Liquid-cooled optical modules adopt an internal liquid circulation system to directly remove heat, offering significant advantages over air cooling:
Currently, liquid-cooled optical modules have been gradually deployed in scenarios such as supercomputing centers, AI/GPU clusters, and green data centers. With the commercialization of GB300, liquid-cooled optical modules will become a key enabler in the field of compute interconnects.
The liquid-cooled optical module ecosystem has already taken shape, with multiple vendors such as Gigalight, InnoLight, Source Photonics, and AscentOptics introducing products that span a wide range of speeds from 10G to 1.6T. Below is an overview of the representative product series:
10G SFP+ and 25G SFP28 liquid-cooled optical modules typically adopt VCSEL lasers and support multimode fiber transmission, with power consumption as low as 1W. These modules are LC-interface compatible and hot-pluggable, making them ideal for short-reach data center interconnects. In entry-level AI server clusters, they provide a stable and cost-effective cooling solution, laying the foundation for the initial adoption of liquid cooling technology.
At the mid-speed level, representative products include 100G QSFP28 SR4 and 200G QSFP56 SR4 liquid-cooled optical modules. These modules support PAM4 modulation with transmission distances of up to 100 meters, and they feature customized pigtails to enhance airtightness, ensuring reliability in liquid-cooled environments. Compared with traditional air-cooled designs, they can operate stably in immersion depths of up to 1 meter and are RoHS-compliant with a lead-free, eco-friendly design. This series is widely deployed for internal interconnects in GB300-like systems, effectively supporting data parallelism in AI training workloads.
High-end products include AscentOptics’400G QSFP112 SR4, 800G QSFP-DD/OSFP,and 1.6T LPO (Linear Pluggable Optics) liquid-cooled modules. These modules integrate silicon photonics technology and employ DR-series modulation, supporting silicon photonics pathways to reduce costs. Designed for AI-driven high-performance requirements, they reduce signal processing latency and increase bandwidth density, while significantly optimizing PUE, making them ideal for hyperscale data centers. Typical applications include integration with GB300 NVL72 to build AI inference factories, enabling efficient edge-to-cloud data transmission.
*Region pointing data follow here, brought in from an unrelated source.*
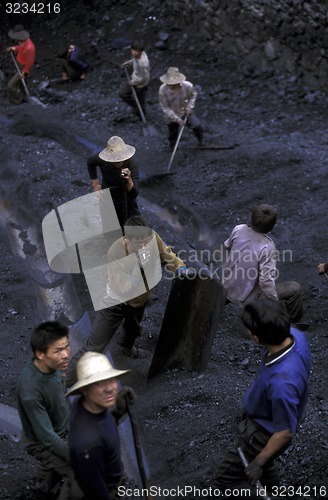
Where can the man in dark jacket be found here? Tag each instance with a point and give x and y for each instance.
(74, 65)
(43, 409)
(120, 174)
(94, 441)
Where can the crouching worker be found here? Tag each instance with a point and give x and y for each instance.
(43, 409)
(274, 404)
(131, 259)
(94, 441)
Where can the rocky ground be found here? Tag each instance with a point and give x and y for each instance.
(273, 138)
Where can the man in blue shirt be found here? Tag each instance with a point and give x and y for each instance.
(274, 404)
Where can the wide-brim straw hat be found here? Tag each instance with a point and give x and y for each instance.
(93, 367)
(173, 76)
(116, 150)
(18, 33)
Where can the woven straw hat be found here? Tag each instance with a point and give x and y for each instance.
(93, 367)
(18, 33)
(173, 76)
(116, 150)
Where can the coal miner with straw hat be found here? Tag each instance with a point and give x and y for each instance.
(120, 174)
(177, 99)
(94, 442)
(24, 51)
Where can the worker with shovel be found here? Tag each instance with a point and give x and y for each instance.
(93, 439)
(25, 56)
(139, 79)
(134, 267)
(177, 99)
(120, 174)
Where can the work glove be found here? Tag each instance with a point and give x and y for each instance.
(125, 396)
(144, 256)
(184, 272)
(253, 472)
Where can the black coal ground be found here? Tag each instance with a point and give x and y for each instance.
(278, 130)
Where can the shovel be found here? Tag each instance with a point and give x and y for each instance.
(177, 143)
(33, 100)
(147, 128)
(46, 83)
(138, 449)
(260, 490)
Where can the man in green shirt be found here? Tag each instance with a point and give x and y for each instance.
(43, 408)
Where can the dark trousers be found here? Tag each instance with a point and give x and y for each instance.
(252, 440)
(127, 96)
(192, 122)
(290, 293)
(106, 323)
(15, 90)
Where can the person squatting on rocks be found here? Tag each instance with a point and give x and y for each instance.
(322, 268)
(177, 99)
(139, 79)
(120, 174)
(25, 56)
(73, 64)
(94, 442)
(123, 276)
(44, 411)
(274, 404)
(249, 270)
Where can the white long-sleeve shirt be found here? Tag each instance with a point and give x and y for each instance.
(175, 103)
(141, 71)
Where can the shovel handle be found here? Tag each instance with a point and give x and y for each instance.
(259, 486)
(177, 143)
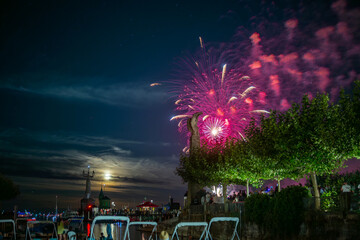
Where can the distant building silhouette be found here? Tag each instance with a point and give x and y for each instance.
(87, 203)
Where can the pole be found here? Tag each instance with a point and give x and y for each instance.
(56, 207)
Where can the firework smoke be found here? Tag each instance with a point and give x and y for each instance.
(301, 58)
(227, 98)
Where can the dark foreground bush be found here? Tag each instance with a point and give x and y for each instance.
(280, 216)
(256, 208)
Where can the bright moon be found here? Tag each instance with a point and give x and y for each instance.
(107, 176)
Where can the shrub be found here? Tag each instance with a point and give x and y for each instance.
(280, 216)
(287, 212)
(256, 208)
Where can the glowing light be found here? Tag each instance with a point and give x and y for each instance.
(247, 91)
(223, 74)
(255, 65)
(232, 99)
(107, 176)
(179, 116)
(260, 111)
(215, 130)
(249, 101)
(215, 89)
(205, 117)
(201, 42)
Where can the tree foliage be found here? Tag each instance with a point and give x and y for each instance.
(312, 137)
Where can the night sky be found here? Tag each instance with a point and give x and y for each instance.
(74, 90)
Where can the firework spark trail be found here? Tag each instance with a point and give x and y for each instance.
(224, 95)
(235, 81)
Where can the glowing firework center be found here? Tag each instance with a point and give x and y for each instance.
(215, 129)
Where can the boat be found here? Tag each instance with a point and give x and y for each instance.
(8, 235)
(37, 230)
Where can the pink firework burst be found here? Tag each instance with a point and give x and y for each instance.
(227, 98)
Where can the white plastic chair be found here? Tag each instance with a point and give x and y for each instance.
(110, 218)
(145, 223)
(224, 219)
(191, 224)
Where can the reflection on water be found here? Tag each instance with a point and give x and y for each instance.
(116, 231)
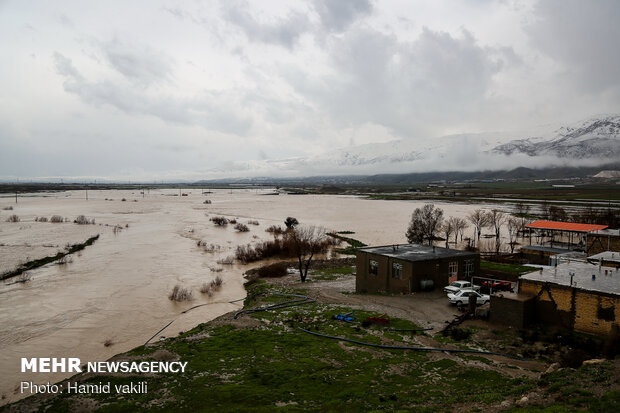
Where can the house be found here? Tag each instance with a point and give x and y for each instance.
(576, 295)
(406, 268)
(604, 240)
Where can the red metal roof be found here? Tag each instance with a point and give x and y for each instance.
(565, 226)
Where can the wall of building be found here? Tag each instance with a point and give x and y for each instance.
(600, 243)
(536, 256)
(508, 309)
(436, 270)
(587, 311)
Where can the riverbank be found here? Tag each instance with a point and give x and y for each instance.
(31, 265)
(264, 361)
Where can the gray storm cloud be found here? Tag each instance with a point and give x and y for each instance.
(255, 87)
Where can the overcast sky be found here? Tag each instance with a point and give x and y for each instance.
(161, 90)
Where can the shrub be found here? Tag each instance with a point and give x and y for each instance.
(219, 221)
(283, 248)
(206, 289)
(82, 220)
(179, 293)
(64, 260)
(291, 222)
(217, 282)
(211, 247)
(12, 218)
(242, 227)
(279, 269)
(23, 278)
(275, 230)
(226, 261)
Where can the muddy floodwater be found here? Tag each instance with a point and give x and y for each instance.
(113, 296)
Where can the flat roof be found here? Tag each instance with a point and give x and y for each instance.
(582, 277)
(609, 232)
(416, 252)
(565, 226)
(611, 256)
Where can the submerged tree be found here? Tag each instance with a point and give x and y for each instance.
(479, 219)
(306, 241)
(496, 219)
(447, 230)
(291, 222)
(425, 222)
(513, 229)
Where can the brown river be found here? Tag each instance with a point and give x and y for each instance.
(113, 296)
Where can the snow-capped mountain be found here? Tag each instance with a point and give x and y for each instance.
(591, 142)
(593, 138)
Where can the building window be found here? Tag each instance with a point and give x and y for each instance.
(469, 268)
(373, 267)
(397, 271)
(453, 269)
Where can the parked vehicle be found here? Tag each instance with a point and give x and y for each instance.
(457, 286)
(492, 286)
(462, 297)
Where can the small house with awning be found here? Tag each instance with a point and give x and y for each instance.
(566, 235)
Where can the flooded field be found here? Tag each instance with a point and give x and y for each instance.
(113, 296)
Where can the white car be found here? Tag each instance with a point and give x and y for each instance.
(457, 286)
(462, 297)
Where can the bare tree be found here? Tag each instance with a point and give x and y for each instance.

All of these product series emphasize high-reliability packaging, such as using advanced airtightness technology, to ensure stable operation in liquid-cooling environments.
The launch of NVIDIA GB300 NVL72 marks the entry of AI computing into the liquid-cooling era, with liquid-cooled optical module series providing a solid foundation for interconnects. These modules not only address thermal management and energy efficiency challenges but also drive data centers toward greener and more sustainable operations. As AI applications continue to deepen, liquid-cooled optical modules are expected to experience explosive growth after 2025, injecting new vitality into super-systems like the GB300.